EAST LANSING, Mich. —
The world of collegiate sports racks up billions of dollars worth of revenue each year from broadcasting, endorsements, merchandising and more. For the first time, college athletes across the country are now able to get a piece of the pie.
On the heels of the June U.S. Supreme Court ruling in favor of student-athletes, NCAA President Mark Emmert announced an interim policy that will allow college athletes to profit off their name, image and likeness.
“With the variety of state laws adopted across the country, we will continue to work with Congress to develop a solution that will provide clarity on a national level. The current environment — both legal and legislative — prevents us from providing a more permanent solution and the level of detail student-athletes deserve,” Emmert said in a release Wednesday.
Michigan joined other states in announcing legislation that would permit student-athletes to benefit from their names, images and likenesses back in December. The legislation is set to go into effect in December 2022.
Courtney Altemus spent years on Wall Street as a financial adviser before she relinquished her licenses to start up her own financial education and financial advisory due diligence firm, Team Altemus in Philadelphia.
“This has been discussed for decades, really, in college sports. It’s even more historic because we’re entering this with no uniform regulations,” Altemus said.
Just a week before the NCAA’s sweeping announcement, Michigan State University rolled out its ‘EverGreen’ curriculum program to help student-athletes navigate new business opportunities.
Today we are excited to introduce EverGreen, Michigan State Athletics’ Name, Image, and Likeness Solution.— Michigan State Athletics (@MSU_Athletics) June 24, 2021
“Effectively they are becoming their own entrepreneurs, which is no different than their peers at their universities, it's just the first time that student-athletes are able to participate and be paid for it,” Altemus said.
MSU is partnering with Team Altemus, Anomaly Sports Group and #INFLCR to advise and educate students who choose to take on endorsements.
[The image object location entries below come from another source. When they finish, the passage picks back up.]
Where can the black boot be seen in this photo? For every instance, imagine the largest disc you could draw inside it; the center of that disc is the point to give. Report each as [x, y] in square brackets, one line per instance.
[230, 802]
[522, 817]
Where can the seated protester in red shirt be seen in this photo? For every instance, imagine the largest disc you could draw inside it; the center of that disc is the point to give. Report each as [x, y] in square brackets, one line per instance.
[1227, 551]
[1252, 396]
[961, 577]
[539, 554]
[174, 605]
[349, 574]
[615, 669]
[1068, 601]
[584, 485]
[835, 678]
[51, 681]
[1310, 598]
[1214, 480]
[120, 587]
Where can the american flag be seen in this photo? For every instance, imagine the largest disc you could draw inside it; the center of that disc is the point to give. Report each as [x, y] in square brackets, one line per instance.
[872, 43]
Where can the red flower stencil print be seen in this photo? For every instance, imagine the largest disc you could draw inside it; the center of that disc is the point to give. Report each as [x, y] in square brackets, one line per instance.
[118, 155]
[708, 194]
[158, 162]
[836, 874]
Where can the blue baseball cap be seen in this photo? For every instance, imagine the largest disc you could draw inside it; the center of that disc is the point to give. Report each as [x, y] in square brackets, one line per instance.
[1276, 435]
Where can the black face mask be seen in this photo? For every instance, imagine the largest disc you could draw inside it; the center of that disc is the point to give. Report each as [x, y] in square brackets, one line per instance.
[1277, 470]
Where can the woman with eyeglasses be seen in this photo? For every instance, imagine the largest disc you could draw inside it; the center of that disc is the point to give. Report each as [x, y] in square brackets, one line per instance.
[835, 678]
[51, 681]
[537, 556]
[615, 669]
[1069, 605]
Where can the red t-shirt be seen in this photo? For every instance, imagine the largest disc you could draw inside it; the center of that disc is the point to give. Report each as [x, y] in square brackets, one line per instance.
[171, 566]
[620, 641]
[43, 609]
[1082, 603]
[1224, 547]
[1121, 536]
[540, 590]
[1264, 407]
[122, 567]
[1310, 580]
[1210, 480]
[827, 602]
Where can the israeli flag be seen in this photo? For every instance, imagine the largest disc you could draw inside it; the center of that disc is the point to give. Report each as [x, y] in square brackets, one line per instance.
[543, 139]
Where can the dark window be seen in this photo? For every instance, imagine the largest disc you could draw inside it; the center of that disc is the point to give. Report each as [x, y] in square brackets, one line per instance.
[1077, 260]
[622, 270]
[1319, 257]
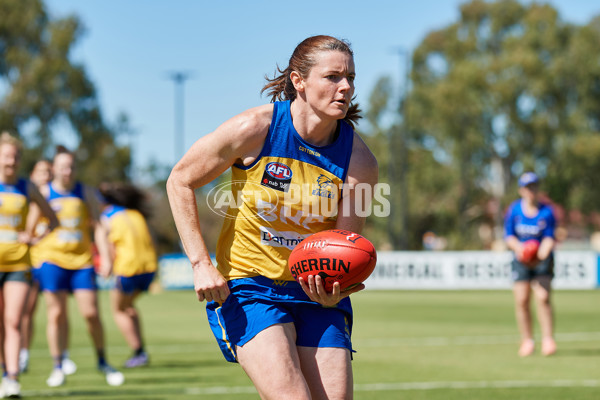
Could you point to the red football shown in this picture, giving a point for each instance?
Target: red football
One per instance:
(335, 255)
(530, 249)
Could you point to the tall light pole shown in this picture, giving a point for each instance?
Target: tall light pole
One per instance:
(179, 78)
(402, 153)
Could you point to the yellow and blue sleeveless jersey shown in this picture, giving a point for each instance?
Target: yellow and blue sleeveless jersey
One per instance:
(134, 250)
(14, 204)
(289, 192)
(69, 245)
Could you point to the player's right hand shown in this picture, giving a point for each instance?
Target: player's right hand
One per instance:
(209, 283)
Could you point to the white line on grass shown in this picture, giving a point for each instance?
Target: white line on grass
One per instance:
(468, 340)
(359, 343)
(367, 387)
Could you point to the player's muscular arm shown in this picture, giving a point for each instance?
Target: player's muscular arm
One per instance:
(363, 169)
(239, 139)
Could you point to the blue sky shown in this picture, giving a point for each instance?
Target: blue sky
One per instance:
(130, 47)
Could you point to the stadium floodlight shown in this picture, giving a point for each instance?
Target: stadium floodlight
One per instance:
(179, 78)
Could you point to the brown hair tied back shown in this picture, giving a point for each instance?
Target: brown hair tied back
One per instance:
(280, 87)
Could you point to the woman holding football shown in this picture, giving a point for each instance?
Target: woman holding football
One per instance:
(292, 339)
(527, 219)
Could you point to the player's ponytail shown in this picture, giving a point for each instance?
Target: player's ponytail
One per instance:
(280, 87)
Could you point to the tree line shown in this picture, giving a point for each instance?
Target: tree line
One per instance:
(507, 88)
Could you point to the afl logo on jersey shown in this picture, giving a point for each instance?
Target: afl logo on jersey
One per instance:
(277, 176)
(279, 171)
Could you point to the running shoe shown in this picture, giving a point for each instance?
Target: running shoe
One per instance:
(113, 377)
(23, 360)
(527, 348)
(141, 360)
(548, 346)
(11, 389)
(69, 366)
(56, 378)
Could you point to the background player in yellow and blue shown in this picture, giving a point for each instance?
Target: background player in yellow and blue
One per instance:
(527, 218)
(16, 234)
(67, 263)
(133, 258)
(40, 175)
(292, 339)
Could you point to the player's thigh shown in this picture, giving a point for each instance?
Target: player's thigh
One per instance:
(328, 372)
(271, 361)
(521, 292)
(541, 287)
(87, 302)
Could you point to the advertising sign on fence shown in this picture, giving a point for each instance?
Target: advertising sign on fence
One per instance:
(447, 270)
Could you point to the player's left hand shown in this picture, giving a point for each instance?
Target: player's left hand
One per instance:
(315, 290)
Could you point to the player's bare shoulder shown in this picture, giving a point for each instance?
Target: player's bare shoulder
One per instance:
(253, 123)
(363, 164)
(246, 132)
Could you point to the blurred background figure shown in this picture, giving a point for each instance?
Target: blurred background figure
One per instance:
(67, 264)
(15, 237)
(40, 175)
(134, 261)
(529, 219)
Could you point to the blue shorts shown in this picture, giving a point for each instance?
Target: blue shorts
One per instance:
(131, 284)
(35, 276)
(522, 272)
(258, 303)
(15, 276)
(54, 278)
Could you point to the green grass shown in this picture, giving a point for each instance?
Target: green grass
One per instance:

“Michigan State saw the need for, you know, not just a classroom of finance one on one, or taxes or credit, or you know, contract terms, but saw the need to really help more and get their student-athletes, some expertise, and some tools,” Altemus said.
The EverGreen curriculum zeroes in on branding, financial management and contract analysis while encouraging Spartans to explore entrepreneurial ventures.
“There are great opportunities, but a lot of dangers if they don’t know what they’re doing and there should be no rush,” Altemus said.
For parents like Robert McIntosh, who lives in DeWitt, bringing business deals into the college selection process is a new frontier.
“This is all so new to me that I really don't understand how it's going to work. And I don't think a lot of people do,” McIntosh said. “They're trying to, you know, manage it the best they can at this point and keep the kids focused on what's important.”
McIntosh is no stranger to the college recruitment process. His daughter is a third-year rower at Michigan State but one change he saw in his son’s recruiting process was the focus on branding.
“I was actually really surprised how far ahead of the curve, the schools we visited were, they'd already signed up with consulting companies to help you know, the kids make the best use of this opportunity to help them with branding and tying that branding to social media,” McIntosh said.
McIntosh’s son Tommy will play his senior football season as a DeWitt Panther before signing his letter of intent to play football as a University of Wisconsin Badger. Growing up in Lansing, McIntosh remembers looking up to college athletes but never like this before.
“I remember when Magic Johnson would do the Quality Dairy commercials,” McIntosh said. “I made my mom go out and get bagged milk from Quality Dairy because Magic Johnson told me to. So I do remember it, but I never figured it would get to this point now.”